Cooper’s office did not respond to a request for comment this week, though the governor did announce Wednesday he was moving the state into phase three of its reopening come Friday as he warned that the state’s “stability is fragile.”
“The key indicators we watch in North Carolina remain mostly stable,” Cooper said during a briefing Wednesday. “But I have to tell you that we see warning signs that the disease could spike again, here and across the country.”
Even as Trump continues to make a generalized push for reopening that he’s heavily politicized, communities in those states Trump has focused his fire on are still facing challenging fights against COVID-19.
In Centre County, home to Pennsylvania State University, cases have spiked in recent weeks. And the approach the president and others are taking at making broad statements about states like Pennsylvania has been challenging said Michael Pipe, a Democrat who serves as chair of the Centre County Board of Commissioners.
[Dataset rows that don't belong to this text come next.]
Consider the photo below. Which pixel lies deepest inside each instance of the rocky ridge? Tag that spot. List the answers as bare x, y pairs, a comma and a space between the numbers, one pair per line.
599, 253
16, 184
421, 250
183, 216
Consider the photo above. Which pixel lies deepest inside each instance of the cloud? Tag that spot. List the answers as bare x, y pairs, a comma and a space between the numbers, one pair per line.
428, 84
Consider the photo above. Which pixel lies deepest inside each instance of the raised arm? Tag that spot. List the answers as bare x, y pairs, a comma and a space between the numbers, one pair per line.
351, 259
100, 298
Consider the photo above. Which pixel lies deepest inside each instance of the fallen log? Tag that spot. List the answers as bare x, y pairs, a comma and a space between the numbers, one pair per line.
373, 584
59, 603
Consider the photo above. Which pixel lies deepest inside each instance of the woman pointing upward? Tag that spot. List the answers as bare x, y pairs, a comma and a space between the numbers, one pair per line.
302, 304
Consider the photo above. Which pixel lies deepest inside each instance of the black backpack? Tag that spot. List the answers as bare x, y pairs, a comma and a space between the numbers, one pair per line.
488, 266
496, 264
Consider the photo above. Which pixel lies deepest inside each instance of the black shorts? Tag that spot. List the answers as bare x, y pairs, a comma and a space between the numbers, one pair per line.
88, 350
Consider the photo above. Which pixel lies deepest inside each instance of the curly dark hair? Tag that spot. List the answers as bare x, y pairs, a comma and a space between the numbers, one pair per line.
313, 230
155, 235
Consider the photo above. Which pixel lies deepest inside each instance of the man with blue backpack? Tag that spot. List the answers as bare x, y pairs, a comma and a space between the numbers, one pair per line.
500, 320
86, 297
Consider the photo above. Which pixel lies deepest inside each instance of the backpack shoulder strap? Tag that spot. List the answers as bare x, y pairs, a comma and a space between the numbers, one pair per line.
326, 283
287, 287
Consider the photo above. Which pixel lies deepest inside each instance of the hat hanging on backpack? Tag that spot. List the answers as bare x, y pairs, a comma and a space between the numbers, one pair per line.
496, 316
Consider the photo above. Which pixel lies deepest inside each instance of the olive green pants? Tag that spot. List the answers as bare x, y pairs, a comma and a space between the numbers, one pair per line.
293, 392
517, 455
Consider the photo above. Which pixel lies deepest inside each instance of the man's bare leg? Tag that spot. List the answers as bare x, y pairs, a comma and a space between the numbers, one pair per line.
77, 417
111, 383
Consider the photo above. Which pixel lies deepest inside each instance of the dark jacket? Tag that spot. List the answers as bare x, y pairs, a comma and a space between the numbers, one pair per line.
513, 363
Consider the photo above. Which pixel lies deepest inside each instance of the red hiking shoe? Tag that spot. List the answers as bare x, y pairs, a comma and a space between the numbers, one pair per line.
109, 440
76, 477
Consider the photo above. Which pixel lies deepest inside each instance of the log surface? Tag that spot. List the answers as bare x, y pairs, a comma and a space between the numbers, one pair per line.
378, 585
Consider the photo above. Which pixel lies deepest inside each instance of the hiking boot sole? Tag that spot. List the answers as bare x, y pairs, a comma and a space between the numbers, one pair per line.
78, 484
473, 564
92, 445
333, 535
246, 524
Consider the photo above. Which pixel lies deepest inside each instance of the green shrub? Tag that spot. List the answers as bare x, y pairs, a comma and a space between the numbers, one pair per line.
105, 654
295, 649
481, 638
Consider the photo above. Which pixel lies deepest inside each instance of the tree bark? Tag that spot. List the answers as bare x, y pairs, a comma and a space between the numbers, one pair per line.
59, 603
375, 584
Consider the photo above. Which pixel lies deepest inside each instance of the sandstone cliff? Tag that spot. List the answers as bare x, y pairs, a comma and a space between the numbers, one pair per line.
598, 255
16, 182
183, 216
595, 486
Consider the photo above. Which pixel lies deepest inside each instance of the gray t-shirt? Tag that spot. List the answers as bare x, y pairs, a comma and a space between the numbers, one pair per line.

“We're appreciating what's happening. We appreciate the fact that he's on the campaign trail. We appreciate the fact that he has a certain message,” Pipe said of the president. “But at the end of the day, does it help us get to a better place in keeping people safe, or is it just ratcheting up the temperature in the room? And I think it's time to focus on strategies that can make sure that we all are kept safe.”
Graham County, North Carolina has also been facing a challenging situation as of late in its COVID-19 fight. The county of more than 8,000 people had fared decently until a recent nursing home outbreak, said Rebecca Garland, the county’s manager and finance officer, and cases in the area have spiked. After having only 49 positive tests as of Aug. 26, according to the county public health department’s Facebook page, that measure had jumped to 179 by Thursday.
Even by ambulance, it can take two hours to get to a major hospital, Garland said, and the pandemic has only added to the challenges the county would normally be faced with. And with all that on her mind, Trump’s comments about North Carolina needing to open have given her pause, leaving her with the feeling that Trump “needs to allow the governors to chart their own course.”
“He doesn't know our dynamics down here," Garland said of the state, pointing to the president’s viewpoint from the White House. “He doesn't know about our rural communities who don't have adequate health care to begin with. He doesn't know the struggles that we have in trying to get people to adequate medical care.”